If the former is true, he should explain why the “rule of law” is worth maintaining if the people have no control over who writes the laws. If he’s claiming the latter, well, I hope he’s correct. But, should he allow his seat on the Supreme Court to be filled by another Clarence Thomas or Neil Gorsuch, both of whom have called for extraordinary new constraints on voting rights, he may not remain correct for very long.

Breyer’s argument is that you can’t have a functioning republic without a legitimate Supreme Court, and that progressive proposals are going to gut that legitimacy). Milhiser’s counterargument is that we have no choice but to gut the legitimacy of the Supreme Court (he never resists the force of Breyer’s point here), because the conservative justices will otherwise make our republic non-functional by other means.

The evidence for his extraordinary claim that conservative justices will render the republic non-functional boil down to hypotheticals and this complaint that, in the 2020 election, Thomas and Gorsuch would have (correctly) thrown out a lot of ballots that were cast illegally with the blessing of local officials. Throwing those ballots out would not have changed the outcome of the 2020 election, which was razor-thin, and would certainly have had no effect in a “normal” election. He then gets into a stemwinder about Ziblatt’s How Democracies Die that cites 1/6 and Merrick Garland, but neither the BLM riots nor Estrada.

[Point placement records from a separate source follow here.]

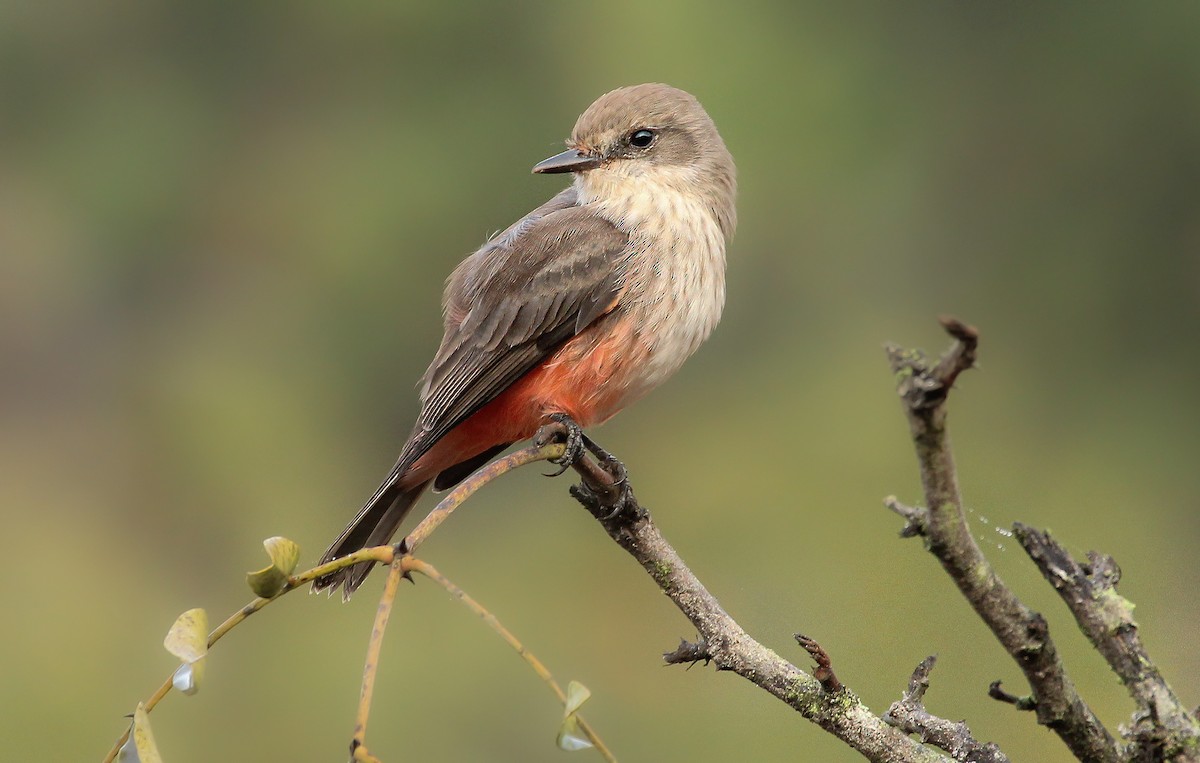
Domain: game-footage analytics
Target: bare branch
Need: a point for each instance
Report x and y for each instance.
(1163, 727)
(688, 653)
(910, 715)
(1020, 703)
(724, 641)
(923, 388)
(825, 665)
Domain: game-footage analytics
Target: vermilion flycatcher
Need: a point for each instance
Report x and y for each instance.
(580, 307)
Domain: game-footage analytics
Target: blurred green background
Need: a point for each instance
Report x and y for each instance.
(225, 227)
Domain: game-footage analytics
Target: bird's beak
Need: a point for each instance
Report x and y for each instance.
(569, 161)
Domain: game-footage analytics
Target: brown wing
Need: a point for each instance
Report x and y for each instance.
(508, 306)
(511, 304)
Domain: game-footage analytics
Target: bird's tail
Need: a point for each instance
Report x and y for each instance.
(373, 526)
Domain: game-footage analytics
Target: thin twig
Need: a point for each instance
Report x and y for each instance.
(467, 488)
(726, 643)
(383, 613)
(538, 666)
(910, 715)
(1164, 727)
(923, 388)
(377, 553)
(825, 665)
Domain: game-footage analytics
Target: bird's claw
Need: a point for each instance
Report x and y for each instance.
(562, 428)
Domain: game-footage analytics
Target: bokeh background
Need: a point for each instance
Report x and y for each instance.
(223, 230)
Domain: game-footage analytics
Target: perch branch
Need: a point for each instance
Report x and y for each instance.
(724, 642)
(538, 666)
(923, 388)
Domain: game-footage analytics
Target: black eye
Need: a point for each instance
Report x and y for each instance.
(641, 138)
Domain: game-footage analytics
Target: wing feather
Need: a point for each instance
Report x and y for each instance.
(510, 305)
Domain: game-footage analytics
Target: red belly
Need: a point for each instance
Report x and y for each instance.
(587, 378)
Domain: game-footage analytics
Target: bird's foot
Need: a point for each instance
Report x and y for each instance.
(619, 498)
(564, 430)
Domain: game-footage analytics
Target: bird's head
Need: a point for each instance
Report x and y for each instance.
(649, 138)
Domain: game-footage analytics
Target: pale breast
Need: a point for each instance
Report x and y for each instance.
(675, 281)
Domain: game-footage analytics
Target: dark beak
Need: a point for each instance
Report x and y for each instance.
(569, 161)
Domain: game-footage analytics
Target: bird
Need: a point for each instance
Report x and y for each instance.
(576, 310)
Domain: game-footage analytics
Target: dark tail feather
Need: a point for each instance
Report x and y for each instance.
(375, 526)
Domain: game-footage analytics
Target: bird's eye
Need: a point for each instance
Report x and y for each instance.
(641, 138)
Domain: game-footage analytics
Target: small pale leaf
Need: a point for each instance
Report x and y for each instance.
(285, 553)
(268, 582)
(141, 746)
(189, 637)
(570, 737)
(576, 695)
(189, 677)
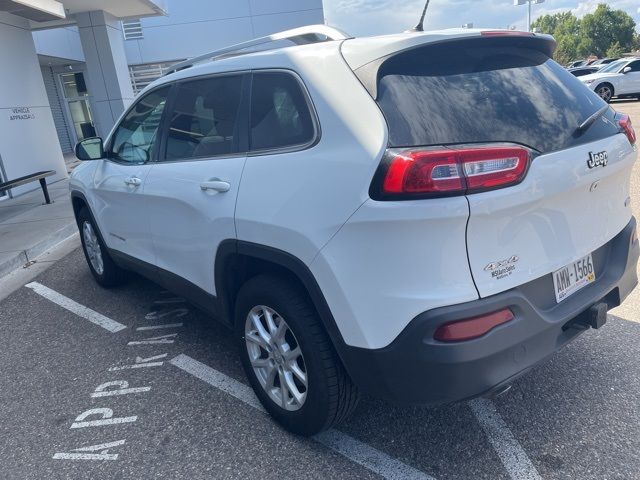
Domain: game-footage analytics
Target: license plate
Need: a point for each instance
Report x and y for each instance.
(571, 278)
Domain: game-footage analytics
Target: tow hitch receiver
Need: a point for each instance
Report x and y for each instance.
(598, 315)
(595, 317)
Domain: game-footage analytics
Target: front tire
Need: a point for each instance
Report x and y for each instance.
(605, 91)
(289, 359)
(101, 265)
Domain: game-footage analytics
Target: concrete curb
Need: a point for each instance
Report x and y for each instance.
(39, 248)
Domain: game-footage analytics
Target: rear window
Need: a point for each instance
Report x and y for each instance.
(280, 115)
(484, 90)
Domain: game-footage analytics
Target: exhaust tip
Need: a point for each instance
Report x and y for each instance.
(500, 391)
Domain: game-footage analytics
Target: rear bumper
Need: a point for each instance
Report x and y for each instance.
(416, 369)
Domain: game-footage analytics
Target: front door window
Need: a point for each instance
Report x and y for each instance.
(75, 92)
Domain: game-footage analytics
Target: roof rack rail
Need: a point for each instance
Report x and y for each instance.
(299, 36)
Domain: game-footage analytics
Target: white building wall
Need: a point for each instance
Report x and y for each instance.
(28, 139)
(194, 27)
(63, 42)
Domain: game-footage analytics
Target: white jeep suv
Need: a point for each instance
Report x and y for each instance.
(422, 217)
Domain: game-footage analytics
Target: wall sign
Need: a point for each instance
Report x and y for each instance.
(21, 113)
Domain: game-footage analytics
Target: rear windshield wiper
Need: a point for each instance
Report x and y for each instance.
(584, 126)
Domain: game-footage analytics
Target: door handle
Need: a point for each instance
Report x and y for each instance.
(215, 184)
(133, 181)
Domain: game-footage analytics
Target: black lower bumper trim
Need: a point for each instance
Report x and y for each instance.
(416, 369)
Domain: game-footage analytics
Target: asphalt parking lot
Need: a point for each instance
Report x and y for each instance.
(134, 383)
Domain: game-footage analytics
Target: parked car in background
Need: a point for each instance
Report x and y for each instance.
(356, 241)
(603, 61)
(577, 63)
(581, 71)
(618, 79)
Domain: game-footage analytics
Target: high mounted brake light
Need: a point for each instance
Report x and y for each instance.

Milhiser’s still a cut above Mark Joseph Stern, though. And I did like the bit about the “two-front war” (read the article; I didn’t excerpt it). As a right-wing, anti-progressive liberal, I sympathize greatly. Liberalism does place heavier burdens on its supporters than its rival strongman ideologies. But guess what? That’s always been the price of civilization.


Created Equal: Clarence Thomas In His Own Words, free documentary on TubiTV.

I liked this for a lot of reasons, but the part that resonated with me most was his time in Catholic seminary… a seminary the future Justice Thomas left because he saw racism in the Catholic Church that the Church refused to stand up against. This sparked a moral crisis in Thomas’s life (many serious Catholics go through something similar at some point, especially ex-seminarians) that drove him out of the Church into the arms of radical Marxists. His road back from Black Nationalist Marxism to being the smartest, wisest, most consistent justice on the Supreme Court over the majority of his time serving there (and, yes, I do rank Thomas above Scalia) is a road worth walking with him.

I was, however, very non-plussed by the way the documentary brushed off Justice Thomas’s mid-1980s divorce as “one of those things.” We’re trying to understand Thomas as a man, and the collapse of a marriage is not something you can look away from — especially not for a Catholic. (Thomas was reconciled to the Church in the ’90s; his second wife later converted.)

In any event, worth watching, especially if you’re not someone who is already rather reflexively inclined to like and respect Justice Clarence Thomas.